A flicker passed through the fog — the faint sound of cards activating nearby. “Lure of Shadows.” The mist deepened, warping the light. Two enemy scouts, unaware of the distortion, stumbled straight into his range. “Illusory Bind.” Shadow strings coiled around their limbs. They froze mid-step, eyes wide but minds already clouded. Within seconds, their decks flickered out of their grasp — stolen into Velnira’s palm.
He looked down at them — not unkindly, but with the distance of someone solving a puzzle. “You’ll be fine,” he said quietly. “The referees will pick you up soon.”
Ashfeather tilted his head. “You could’ve just ignored them.”
Velnira’s tone was mild. “I prefer to make sure variables don’t return later.”
The crow let out a throaty laugh. “That’s what I like about you, kid. You’re cautious enough to survive, reckless enough to win.”
From the stands, the audience whispered in mixed tones of awe and unease.
“He’s efficient like a machine.” “No, like something older.” “Who’s really calling the shots — the boy or the crow?”
In the teacher’s row, one of the staff leaned closer to the principal. “The Shadesong boy… he’s unnerving. I’ve reviewed every record. Five years in the Academy, and somehow his crow knows more about our barrier network than half the staff. How?”
The principal didn’t look up from her scry-card. Her expression was unreadable. “Perhaps,” she said softly, “some knowledge isn’t meant to be stored in ledgers.”
Her eyes flicked to the boy and his crow moving through the shadows — calm, in control, perfectly in sync. And then to the north, where Thara’s grove glowed with quiet life.
“Light and dark,” she murmured. “Roots that nurture, and shadows that calculate.
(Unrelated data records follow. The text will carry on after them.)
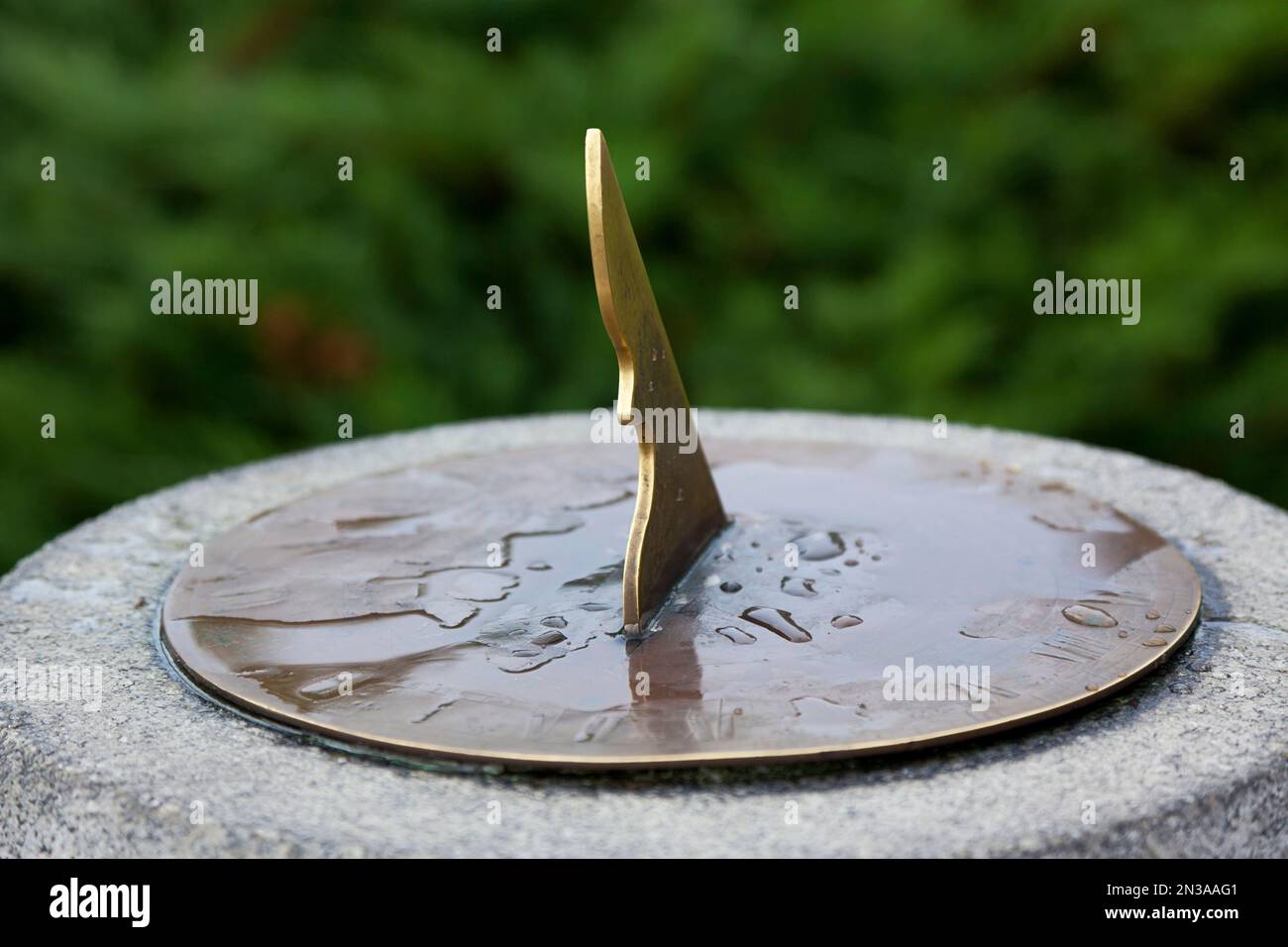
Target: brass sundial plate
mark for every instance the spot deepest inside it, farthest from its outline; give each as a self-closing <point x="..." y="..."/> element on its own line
<point x="861" y="602"/>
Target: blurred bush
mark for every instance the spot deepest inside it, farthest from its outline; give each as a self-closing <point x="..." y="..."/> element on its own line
<point x="768" y="169"/>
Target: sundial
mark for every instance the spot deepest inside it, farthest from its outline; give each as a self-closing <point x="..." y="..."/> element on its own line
<point x="675" y="602"/>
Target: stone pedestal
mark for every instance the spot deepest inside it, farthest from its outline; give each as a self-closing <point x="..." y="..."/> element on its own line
<point x="1189" y="762"/>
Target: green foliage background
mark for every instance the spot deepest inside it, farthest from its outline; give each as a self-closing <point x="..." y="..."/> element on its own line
<point x="767" y="169"/>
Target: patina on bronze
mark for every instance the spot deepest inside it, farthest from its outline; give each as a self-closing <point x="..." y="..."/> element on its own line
<point x="859" y="600"/>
Both are building the kind of heroes the world will need.”
Below, the crowd erupted again — cheering, shouting, alive with energy. They weren’t watching a tournament anymore. They were witnessing the next generation of balance — two forces growing side by side: one to protect the living, and one to see through the lies that threatened it.
And high above it all, Ashfeather chuckled softly, voice like smoke. “Seems the world remembers the wrong things… and forgets the right ones, eh, boss?”
Velnira smiled faintly. “Then we’ll just remind it.”